Sunday 8 March 2009

Fields (1993)

That night there was an open quality to the sky above my house, as if the upper parts of it had been cut away to lay the dusk open to the vacuum beyond. The lights shone farther, the colours were richer, and the darkness came faster. And so it was possible to stand outside in the pool of lamplight by the screen door, looking up toward the zenith where the darkness was greatest, and think that I was witnessing the first pinholes forced through the cooling cerements of the day, as I could every night. This is what you see when you look up at the sky at night from a sufficiently remote place: you see the indifference of the universe. Although it may be that what finally meets your eyes when you turn them upward is so old that 'sight' is no longer the right word for what happens there.

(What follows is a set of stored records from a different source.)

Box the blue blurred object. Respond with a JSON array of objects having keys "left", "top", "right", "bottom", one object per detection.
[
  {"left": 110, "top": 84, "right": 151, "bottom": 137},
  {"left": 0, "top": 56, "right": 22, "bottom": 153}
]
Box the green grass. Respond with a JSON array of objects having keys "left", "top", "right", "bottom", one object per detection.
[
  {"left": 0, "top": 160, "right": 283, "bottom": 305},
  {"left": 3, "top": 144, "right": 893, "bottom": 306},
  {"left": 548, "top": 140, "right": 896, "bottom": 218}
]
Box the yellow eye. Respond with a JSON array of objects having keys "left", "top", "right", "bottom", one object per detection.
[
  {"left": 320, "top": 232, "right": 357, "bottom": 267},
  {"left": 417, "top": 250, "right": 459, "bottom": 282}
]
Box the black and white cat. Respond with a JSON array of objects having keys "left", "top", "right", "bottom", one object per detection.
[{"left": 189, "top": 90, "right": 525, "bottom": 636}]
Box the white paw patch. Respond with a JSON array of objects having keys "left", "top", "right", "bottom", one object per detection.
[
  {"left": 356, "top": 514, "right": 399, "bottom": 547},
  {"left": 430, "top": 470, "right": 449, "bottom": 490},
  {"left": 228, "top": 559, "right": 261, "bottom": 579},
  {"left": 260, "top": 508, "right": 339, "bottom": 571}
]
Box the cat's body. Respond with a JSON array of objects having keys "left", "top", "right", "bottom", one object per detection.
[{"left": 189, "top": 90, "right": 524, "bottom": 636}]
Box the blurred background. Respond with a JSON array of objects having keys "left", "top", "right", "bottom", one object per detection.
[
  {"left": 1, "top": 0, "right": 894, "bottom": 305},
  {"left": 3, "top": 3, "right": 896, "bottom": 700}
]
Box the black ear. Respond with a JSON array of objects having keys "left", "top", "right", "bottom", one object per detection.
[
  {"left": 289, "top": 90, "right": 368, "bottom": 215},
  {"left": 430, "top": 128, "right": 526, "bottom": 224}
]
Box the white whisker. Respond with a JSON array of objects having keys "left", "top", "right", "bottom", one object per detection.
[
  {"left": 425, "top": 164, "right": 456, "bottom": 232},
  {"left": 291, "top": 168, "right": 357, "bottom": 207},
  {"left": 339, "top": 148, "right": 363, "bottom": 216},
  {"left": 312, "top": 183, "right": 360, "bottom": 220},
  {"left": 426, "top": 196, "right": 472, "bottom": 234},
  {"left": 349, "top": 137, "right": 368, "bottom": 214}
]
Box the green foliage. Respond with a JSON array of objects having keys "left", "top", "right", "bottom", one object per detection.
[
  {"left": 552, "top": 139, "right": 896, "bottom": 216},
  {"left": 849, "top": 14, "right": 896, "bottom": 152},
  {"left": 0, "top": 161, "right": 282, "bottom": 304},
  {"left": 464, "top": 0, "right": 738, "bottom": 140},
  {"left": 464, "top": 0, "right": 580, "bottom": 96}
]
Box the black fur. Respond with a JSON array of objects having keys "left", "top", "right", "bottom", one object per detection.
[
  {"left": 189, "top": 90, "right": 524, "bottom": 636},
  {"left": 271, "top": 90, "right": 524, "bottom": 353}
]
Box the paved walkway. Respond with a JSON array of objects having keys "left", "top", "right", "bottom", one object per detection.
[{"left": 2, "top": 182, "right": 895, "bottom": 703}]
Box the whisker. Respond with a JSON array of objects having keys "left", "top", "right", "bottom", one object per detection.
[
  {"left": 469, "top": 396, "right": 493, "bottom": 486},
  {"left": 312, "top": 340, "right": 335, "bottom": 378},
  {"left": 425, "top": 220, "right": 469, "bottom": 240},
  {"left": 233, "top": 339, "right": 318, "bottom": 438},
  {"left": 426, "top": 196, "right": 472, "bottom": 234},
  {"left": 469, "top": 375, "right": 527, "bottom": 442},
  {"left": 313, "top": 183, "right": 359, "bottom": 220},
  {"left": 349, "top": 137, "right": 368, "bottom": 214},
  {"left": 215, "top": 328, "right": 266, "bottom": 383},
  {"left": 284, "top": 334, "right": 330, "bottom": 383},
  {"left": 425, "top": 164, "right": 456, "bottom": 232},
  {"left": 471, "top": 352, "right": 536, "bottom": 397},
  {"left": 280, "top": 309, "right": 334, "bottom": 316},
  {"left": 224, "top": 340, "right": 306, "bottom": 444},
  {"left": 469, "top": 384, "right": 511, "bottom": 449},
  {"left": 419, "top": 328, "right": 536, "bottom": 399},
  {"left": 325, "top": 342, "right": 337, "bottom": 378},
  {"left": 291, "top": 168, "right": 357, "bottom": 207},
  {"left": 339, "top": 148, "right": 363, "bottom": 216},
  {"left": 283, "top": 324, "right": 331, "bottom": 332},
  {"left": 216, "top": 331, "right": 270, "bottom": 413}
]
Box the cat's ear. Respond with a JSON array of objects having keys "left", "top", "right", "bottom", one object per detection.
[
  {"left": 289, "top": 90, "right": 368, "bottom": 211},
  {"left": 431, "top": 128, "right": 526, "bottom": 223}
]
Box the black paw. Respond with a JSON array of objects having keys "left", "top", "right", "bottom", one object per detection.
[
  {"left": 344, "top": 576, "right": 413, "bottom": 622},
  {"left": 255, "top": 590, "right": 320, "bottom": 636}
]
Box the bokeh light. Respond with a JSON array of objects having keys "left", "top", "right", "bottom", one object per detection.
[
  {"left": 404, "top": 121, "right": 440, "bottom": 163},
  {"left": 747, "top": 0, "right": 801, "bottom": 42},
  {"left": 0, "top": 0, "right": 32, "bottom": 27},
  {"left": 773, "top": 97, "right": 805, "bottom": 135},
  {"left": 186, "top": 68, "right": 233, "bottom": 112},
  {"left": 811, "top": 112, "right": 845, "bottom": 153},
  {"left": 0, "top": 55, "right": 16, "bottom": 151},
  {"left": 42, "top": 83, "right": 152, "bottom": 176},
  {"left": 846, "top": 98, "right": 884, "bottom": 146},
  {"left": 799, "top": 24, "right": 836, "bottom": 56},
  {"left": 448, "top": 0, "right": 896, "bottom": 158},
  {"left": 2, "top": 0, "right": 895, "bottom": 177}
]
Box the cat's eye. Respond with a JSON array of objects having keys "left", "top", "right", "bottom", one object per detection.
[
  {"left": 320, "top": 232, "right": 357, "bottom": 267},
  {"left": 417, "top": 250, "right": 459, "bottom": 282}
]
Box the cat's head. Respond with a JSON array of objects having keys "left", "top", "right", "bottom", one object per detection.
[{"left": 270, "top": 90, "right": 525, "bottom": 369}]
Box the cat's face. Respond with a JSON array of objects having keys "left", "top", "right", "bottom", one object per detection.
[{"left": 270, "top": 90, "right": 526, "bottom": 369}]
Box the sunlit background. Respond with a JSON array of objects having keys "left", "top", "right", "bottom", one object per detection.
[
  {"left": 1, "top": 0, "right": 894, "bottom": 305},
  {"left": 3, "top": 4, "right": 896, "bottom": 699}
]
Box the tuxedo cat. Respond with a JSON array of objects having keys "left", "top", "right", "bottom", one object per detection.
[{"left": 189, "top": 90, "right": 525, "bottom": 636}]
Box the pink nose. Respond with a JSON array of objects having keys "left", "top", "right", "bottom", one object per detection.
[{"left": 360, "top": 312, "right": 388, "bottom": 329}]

It is kindly in its collapse, though. We see a face in the moon or a crustacean in the stars, and suddenly the distance is lesser because the terrain more familiar. Just the stark fact of the gaze itself, spanning light years. That much is our work—my work: I was doing it, just then, listening to the moths hitting white-painted slats, lighting and re-lighting my cigarette, looking up and clicking the tendons in my ankles and naming things. On the big codex for the taking. The shrew. The vagabond. The ribcage. The sleeping nun. The spirit level. The loaf. Something scurried past on the decking; I looked down, didn’t see it, and winced at the sudden brightness. It seemed crucial not to look back up before going back in. So I didn’t. I gathered my things, a little too much to carry, and, in three attempts, pushed the door open with my shoulder.

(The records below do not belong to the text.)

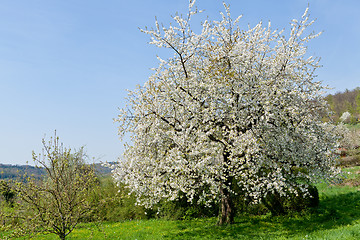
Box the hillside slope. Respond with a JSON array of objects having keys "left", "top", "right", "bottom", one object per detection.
[
  {"left": 0, "top": 163, "right": 112, "bottom": 180},
  {"left": 325, "top": 87, "right": 360, "bottom": 123}
]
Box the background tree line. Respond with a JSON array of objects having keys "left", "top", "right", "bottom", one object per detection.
[
  {"left": 325, "top": 87, "right": 360, "bottom": 123},
  {"left": 0, "top": 164, "right": 44, "bottom": 181},
  {"left": 0, "top": 163, "right": 112, "bottom": 181}
]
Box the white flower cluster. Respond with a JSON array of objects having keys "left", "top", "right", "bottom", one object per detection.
[
  {"left": 114, "top": 1, "right": 340, "bottom": 208},
  {"left": 340, "top": 111, "right": 351, "bottom": 123}
]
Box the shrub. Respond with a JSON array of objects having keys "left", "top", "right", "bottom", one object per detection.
[
  {"left": 88, "top": 177, "right": 147, "bottom": 222},
  {"left": 262, "top": 184, "right": 319, "bottom": 216},
  {"left": 152, "top": 194, "right": 218, "bottom": 220}
]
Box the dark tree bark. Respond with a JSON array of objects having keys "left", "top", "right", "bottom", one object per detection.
[
  {"left": 60, "top": 232, "right": 65, "bottom": 240},
  {"left": 218, "top": 184, "right": 235, "bottom": 225},
  {"left": 218, "top": 150, "right": 235, "bottom": 225}
]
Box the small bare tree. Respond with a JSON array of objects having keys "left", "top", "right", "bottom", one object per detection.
[{"left": 15, "top": 132, "right": 97, "bottom": 240}]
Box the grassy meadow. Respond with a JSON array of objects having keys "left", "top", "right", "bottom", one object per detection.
[{"left": 2, "top": 166, "right": 360, "bottom": 240}]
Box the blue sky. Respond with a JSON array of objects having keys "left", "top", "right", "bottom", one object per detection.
[{"left": 0, "top": 0, "right": 359, "bottom": 165}]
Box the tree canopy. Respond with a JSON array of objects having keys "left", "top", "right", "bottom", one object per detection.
[
  {"left": 114, "top": 1, "right": 340, "bottom": 224},
  {"left": 16, "top": 133, "right": 97, "bottom": 239}
]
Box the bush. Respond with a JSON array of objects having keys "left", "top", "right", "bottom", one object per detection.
[
  {"left": 89, "top": 176, "right": 320, "bottom": 221},
  {"left": 151, "top": 183, "right": 319, "bottom": 219},
  {"left": 88, "top": 177, "right": 219, "bottom": 222},
  {"left": 88, "top": 177, "right": 147, "bottom": 222},
  {"left": 0, "top": 180, "right": 16, "bottom": 207},
  {"left": 233, "top": 195, "right": 268, "bottom": 216},
  {"left": 262, "top": 184, "right": 319, "bottom": 216},
  {"left": 152, "top": 194, "right": 218, "bottom": 220}
]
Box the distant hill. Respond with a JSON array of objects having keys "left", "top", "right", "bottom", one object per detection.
[
  {"left": 0, "top": 164, "right": 45, "bottom": 181},
  {"left": 93, "top": 162, "right": 115, "bottom": 176},
  {"left": 0, "top": 162, "right": 113, "bottom": 181},
  {"left": 324, "top": 87, "right": 360, "bottom": 123}
]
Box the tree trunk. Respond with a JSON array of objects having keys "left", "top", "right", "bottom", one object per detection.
[
  {"left": 60, "top": 233, "right": 65, "bottom": 240},
  {"left": 218, "top": 184, "right": 234, "bottom": 225},
  {"left": 59, "top": 231, "right": 66, "bottom": 240},
  {"left": 217, "top": 151, "right": 235, "bottom": 225}
]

But this is how you get on with it, afterwards. It doesn’t matter how heavy things get, the foot goes on lifting up and sinking back down and pushing you along, one footfall at a time. To keep moving, that’s the important thing, the best thing. It might be the only thing. I was at the kitchen table now, slipping the two brimming canvas bags onboard. Voices from the radio spoke to one another at the sink where the light shone. I eased the three packing tubes onto the top of the bags delicately and then handed them down to the table. I shut the door. I walked to the sink and took a glass from the drainer. Nothing quite seemed to make it to the cupboard these days. Things just crossed from one end of the counter to the other. I wiped the rim of the glass where my lips would go and filled it almost to the top with cool, clear water. I sat myself down to drink it before I put my hands out flat and started to cry.